This is a contributor’s blogpost …
In the business world, your employees are your most valuable asset. They possess the skills, the culture, and the talent to create business growth. Without them, it simply can’t happen. But, at the same time, some employers have developed a different mindset when it comes to employees: Employees are dispensable and can be easily replaced, or so they think. This approach is common in the manufacture sectors and large industries, where employees are often only a number. For small and medium-sized enterprises, it’s the kind of human resource management that can permanently damage your business. There is no other way to say it: if you don’t care for your staff, they don’t care about your company. In other words, employers who value their employees tend to experience positive productivity and engagement. This leaves only one question. Namely, how do you care for your employees?
Photo courtesy of RawPixel via Pexels
#1 When was their last training?
You may sit in the manager’s chair, but your employees are the ones running the business, using their skills and experience to keep it ticking day after day. Knowing that can make one feel humble, at first. But it means that you need to keep track of your staff’s skills. When was the last time you sent them on a training course? Some companies plan regular training programs for their employees, ensuring that everyone gets to learn new skills throughout the year. While that’s a brilliant idea, it doesn’t also work well in practice. For a start, you can’t plan a training marathon for your staff, expecting them to digest a variety of skills and new methods over a few days. It’s not only incredibly dull, but it’s also impossible to apply to their everyday work. Keep the training to small, regular, digestible bites that are applicable and relevant to their tasks.

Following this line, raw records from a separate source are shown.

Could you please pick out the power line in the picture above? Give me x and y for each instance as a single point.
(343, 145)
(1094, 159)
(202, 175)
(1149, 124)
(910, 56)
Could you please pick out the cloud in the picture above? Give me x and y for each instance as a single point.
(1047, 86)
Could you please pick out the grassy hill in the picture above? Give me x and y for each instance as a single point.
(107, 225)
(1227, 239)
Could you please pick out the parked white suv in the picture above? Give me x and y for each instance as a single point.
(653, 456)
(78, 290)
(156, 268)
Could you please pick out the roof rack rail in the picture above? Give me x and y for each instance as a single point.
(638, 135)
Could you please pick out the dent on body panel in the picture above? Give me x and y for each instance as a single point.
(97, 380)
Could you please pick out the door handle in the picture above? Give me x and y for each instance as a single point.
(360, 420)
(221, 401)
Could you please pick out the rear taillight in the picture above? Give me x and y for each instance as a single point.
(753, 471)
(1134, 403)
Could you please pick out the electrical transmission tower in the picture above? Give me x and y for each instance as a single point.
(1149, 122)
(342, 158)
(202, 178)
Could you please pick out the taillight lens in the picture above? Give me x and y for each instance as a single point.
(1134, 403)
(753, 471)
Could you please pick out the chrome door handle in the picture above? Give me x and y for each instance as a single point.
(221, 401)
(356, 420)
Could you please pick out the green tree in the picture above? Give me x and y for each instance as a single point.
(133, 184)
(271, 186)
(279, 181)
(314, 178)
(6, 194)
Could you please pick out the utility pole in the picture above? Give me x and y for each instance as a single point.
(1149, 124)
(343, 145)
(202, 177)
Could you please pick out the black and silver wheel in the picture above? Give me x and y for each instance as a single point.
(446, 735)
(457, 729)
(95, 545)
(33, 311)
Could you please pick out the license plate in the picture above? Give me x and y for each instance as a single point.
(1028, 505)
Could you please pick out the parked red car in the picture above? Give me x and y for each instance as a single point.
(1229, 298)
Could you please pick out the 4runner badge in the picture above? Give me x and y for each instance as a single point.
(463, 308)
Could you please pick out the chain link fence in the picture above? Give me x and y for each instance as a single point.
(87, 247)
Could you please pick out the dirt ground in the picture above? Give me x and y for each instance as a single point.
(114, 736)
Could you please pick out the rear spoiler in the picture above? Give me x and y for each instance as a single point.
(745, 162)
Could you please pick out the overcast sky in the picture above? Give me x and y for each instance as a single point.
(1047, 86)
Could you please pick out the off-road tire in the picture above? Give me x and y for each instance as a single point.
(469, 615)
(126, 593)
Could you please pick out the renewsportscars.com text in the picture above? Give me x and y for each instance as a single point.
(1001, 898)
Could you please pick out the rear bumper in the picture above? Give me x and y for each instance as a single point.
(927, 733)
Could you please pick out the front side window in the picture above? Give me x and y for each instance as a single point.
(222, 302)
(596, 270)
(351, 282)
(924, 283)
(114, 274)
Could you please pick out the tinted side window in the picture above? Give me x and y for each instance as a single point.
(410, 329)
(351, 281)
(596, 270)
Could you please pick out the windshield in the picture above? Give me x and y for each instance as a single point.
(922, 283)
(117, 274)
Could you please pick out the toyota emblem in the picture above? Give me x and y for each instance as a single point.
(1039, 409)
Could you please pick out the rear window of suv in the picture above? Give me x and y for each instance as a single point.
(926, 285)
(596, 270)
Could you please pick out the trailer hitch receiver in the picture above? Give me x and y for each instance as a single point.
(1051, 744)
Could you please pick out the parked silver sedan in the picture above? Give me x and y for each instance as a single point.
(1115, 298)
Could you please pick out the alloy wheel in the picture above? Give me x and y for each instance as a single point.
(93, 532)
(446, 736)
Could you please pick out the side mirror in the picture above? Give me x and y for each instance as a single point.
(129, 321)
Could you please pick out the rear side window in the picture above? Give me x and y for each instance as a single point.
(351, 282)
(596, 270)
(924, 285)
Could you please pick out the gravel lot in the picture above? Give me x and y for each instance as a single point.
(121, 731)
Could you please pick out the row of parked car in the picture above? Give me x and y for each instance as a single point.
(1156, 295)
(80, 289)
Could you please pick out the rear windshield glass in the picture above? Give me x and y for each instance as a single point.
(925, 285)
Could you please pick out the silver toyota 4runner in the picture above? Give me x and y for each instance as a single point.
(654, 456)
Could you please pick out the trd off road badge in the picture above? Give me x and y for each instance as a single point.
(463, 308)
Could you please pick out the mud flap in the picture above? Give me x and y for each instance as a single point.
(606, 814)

#2 Make it easier for them to work
Dirty office, hard chairs and lack of a work/life balance. These are the most common complaints that people have about their offices. Your employees need to feel that it’s easy to work for the company. They already have enough to do with their daily tasks. Keeping the office tidy, safe and comfortable may not seem like much but it can make a significant difference, especially when it comes to sick leaves. Poorly maintained offices are stressful places that can carry germs and weaken the immune system, as health and safety consultants are quick to explain. The fewer unhealthy obstacles you put on their way, the more productive employees can be.
#3 Do you value their time?
“Can I borrow your brain for a minute?”
It’s a common question in the workplace. In fact, it’s so common that interruptions like this can now cost your staff up to 6 hours of daily productivity. Indeed, according to several studies, people spend on average 11 minutes on a project before they are interrupted. After the interruption, it can take up to 25 minutes to get back to the initial project. More importantly, frequent interruptions can cause health issues, related to stress and exhaustion. That goes without mentioning the loss of quality caused by the interruptions. In short, if you’ve let a policy of interruptions settle in your company, it’s now time to stop it and show your staff that their time is valuable.
#4 Equal treatment for everyone
Sometimes, even with the best of intentions, your employees may not receive the same treatment in the office. It can happen easily. Imagine that a new employee starts on a team where everyone knows each other very well. At lunch time, the team goes for lunch together, like they always do, except that they leave the new member of the team behind. While this is not meant to be an act of discrimination, it can be upsetting and isolating for the new employee. In some cases, an employee can even feel bullied by another member of the team, especially as most people don’t realize when they adopt an abusive behavior. Emotional abuse seems invisible, but it can leave serious damages. Consequently, it’s important that you keep your eyes open for any suspicious behavior and that you address it before it drives an employee to resign.
Photo courtesy of RawPixel via Pexels
#5 Are you approachable?
As a manager, you need to be one of the team too. It’s important that employees can approach you easily and without fear. For a start, you need to make it clear to your staff that they can talk to you. What does this mean in practice? Here’s a simple example: If you keep the door of your office shut, it’s a sign that you don’t want to be interrupted. But if the door is shut all the time, it’s an indication for your staff that you don’t want to hear anything from them. Practice keeping the door open whenever possible. As a leader, it’s essential to be able to listen to what your team has to say and to react accordingly. Some employees might have bad news – such as a client is canceling their services, for instance – but you need to make it a priority to control your reactions. Being approachable means that people can talk to you without being worried about a future punishment.
#6 What are the workplace facilities?
What are the perks of working for your company? Naturally, the coffee machine and the trendy tech matter. But you need to be realistic. People don’t stay with a company because they can get good coffee. They do because the company offers the right kind of perks for their lifestyle. There’s a growing trend in the business world, and that is remote work. Your staff wants to maintain a family life outside of work. Remote work enables them to be there for their kids throughout the day, without worrying about getting late to work. Another important perk that is making a strong appearance is the possibility to support people’s hobbies and out-of-work life, with discounts to fitness gyms or entertainment venues, for example. Why does it matter? Because it sends the right message about your company. It shows that you want your employees to keep a healthy work/life balance.
Caring for your employees is about making their work and social life easier as much as you can. Building a successful business starts with keeping your employees satisfied and healthy. It’s a human-centric approach, and it’s going to revolutionize the traditional business world, a company at a time. Make sure to follow the trend and put your employees first.